In a Washington Post opinion article last month, Richard Holbrooke argued that, “Without Dayton, Al Qaeda would probably have planned the September 11 attacks from Bosnia, not Afghanistan.” This statement is unfounded and careless — and what’s worse, it is a resort to stereotypes to rationalize past and current policy and moral failures.
Such a revision of history does an injustice to both the Bosnian Muslims, or Bosniaks, who suffered during the war and the American Jews who were so instrumental in bringing our tragedy to the world’s attention.
While mujahideen undoubtedly drifted into Bosnia and Herzegovina during the war, I never saw any indication of an Al Qaeda presence. Bosnians and Herzegovinians, in particular Bosniaks, would not have allowed the establishment of a base for targeting Western interests.
Bosniaks have long seen themselves as members of the Western family. Like Jews, Bosniaks do not see any contradiction between their European identity and the religious beliefs that distinguish them from their Christian neighbors.
To the contrary, those who defended Bosnia and Herzegovina during the war perceived themselves as custodians of the shared values of pluralism and multiculturalism. That is why our leaders appealed to the United States for support, and that is why we gratefully welcomed the engagement of the American Jewish community.
With Holbrooke leading the attempt to reconstruct history through the lens of the war on terrorism, it is worth recalling just how engaged the American Jewish community was. I traveled all across America during those tragic years in an effort to rally support for my beleaguered country, and time and again the vision of a pluralistic, multicultural Bosnia was embraced at synagogues, yeshivas and JCCs.
On campuses around the country, the Bosnian and Herzegovinan cause became common ground for Jewish and Muslim students, who advocated together for confronting the perpetrators of genocide. The precedent set during the 1990s is playing out again today, in the overwhelming public outcry against the genocide in Darfur.
Motivated by the vow of “never again,” the American Jewish community was in no small measure responsible for getting Washington engaged in Bosnia. When the United States finally led NATO to confront the genocide and ethnic cleansing, the American Jewish community was justly given much of the credit.
Now, however, both the intervention itself and the motivations behind it are being called into question. This is more than just a question of rewriting the historical record: Holbrooke’s suggestion that Bosnia would likely have become a safe haven for Al Qaeda can only be seen as a slur by Bosniaks, and in general by citizens of Bosnia and Herzegovina.
Indeed, if Holbrooke’s assertion is taken at face value, the objective of intervening in Bosnia was not to prevent further genocide or to defend shared values, but rather to put Muslims in check. However it was intended, such an explanation for American intervention in the Balkans paints Bosniaks — regardless of their specific ideological, cultural or ethnic identity — as a latent threat to Western values, as a people who can never be fully trusted their fellow Europeans.

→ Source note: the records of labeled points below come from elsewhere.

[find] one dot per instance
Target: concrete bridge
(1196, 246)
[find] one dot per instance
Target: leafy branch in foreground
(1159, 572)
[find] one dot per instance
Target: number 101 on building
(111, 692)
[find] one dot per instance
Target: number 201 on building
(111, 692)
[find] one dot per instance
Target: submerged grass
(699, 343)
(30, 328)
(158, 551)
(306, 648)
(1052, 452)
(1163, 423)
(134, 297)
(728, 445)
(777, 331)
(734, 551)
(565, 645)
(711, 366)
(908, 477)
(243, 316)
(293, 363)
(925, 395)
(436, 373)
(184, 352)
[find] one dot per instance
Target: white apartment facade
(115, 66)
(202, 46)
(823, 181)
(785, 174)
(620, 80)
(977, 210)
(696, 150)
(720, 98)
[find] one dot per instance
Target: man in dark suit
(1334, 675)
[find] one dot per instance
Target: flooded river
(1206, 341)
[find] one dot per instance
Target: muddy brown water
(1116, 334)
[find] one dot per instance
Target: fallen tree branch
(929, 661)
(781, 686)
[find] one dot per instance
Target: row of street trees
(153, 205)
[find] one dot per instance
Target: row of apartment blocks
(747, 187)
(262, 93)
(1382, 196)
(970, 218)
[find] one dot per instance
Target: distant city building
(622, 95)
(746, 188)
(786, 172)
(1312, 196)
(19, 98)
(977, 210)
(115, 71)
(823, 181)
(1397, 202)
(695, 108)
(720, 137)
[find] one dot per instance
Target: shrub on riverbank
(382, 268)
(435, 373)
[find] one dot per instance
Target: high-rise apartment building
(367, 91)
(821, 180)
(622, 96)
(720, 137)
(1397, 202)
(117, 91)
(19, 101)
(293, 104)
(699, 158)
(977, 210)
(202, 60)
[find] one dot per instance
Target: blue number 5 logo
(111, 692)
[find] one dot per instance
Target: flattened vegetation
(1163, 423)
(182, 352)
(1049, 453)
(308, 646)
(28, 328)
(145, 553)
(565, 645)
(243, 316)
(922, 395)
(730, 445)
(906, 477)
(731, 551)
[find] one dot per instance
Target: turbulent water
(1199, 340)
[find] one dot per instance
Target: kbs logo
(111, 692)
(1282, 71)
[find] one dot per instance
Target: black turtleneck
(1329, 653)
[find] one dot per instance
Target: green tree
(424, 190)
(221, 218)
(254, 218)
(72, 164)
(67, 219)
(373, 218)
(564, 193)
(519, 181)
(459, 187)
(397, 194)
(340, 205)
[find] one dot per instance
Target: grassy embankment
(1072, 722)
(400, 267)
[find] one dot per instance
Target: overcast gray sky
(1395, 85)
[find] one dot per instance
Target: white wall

And the reality is that today, the agreement that Holbrooke helped broker has cemented into place a feudalism in Bosnia and Herzegovina that has shattered whatever multiculturalism survived the war. Political authority is now apportioned by ethnicity. Bosnia now has a Jewish foreign minister, Sven Alkalaj, but he and the rest of the country’s small Jewish population are barred from running for president because they do not belong to one of Bosnia and Herzegovina’s three officially recognized ethnicities, Bosniak, Serb and Croat.
To gauge the regressive effect of the Dayton Peace Accords, one need only note that Serbia has beaten Bosnia and Herzegovina to signing an association agreement with the European Union — even as Belgrade continues to ignore demands to hand over indicted war criminals and suffer spasms of unchecked nationalism. Bosnia and Herzegovina’s other neighbors, meanwhile, have moved much quicker toward integration into the community of Western nations — a rather ironic development, given that Western officials have effectively administered postwar Bosnia and Herzegovina.
The people of Bosnia and Herzegovina are perhaps at fault for their country’s lack of progress. But so, too, are those American and European leaders who have clung to the belief that the Dayton Peace Accords still bear fruit today. The peace agreement was a political and moral failure, and no amount of misguided efforts to write the war in Bosnia into the war on terrorism will change that.
Muhamed Sacirbey, a signatory to the Dayton Peace Accords, is a former Bosnian foreign minister and ambassador to the United Nations.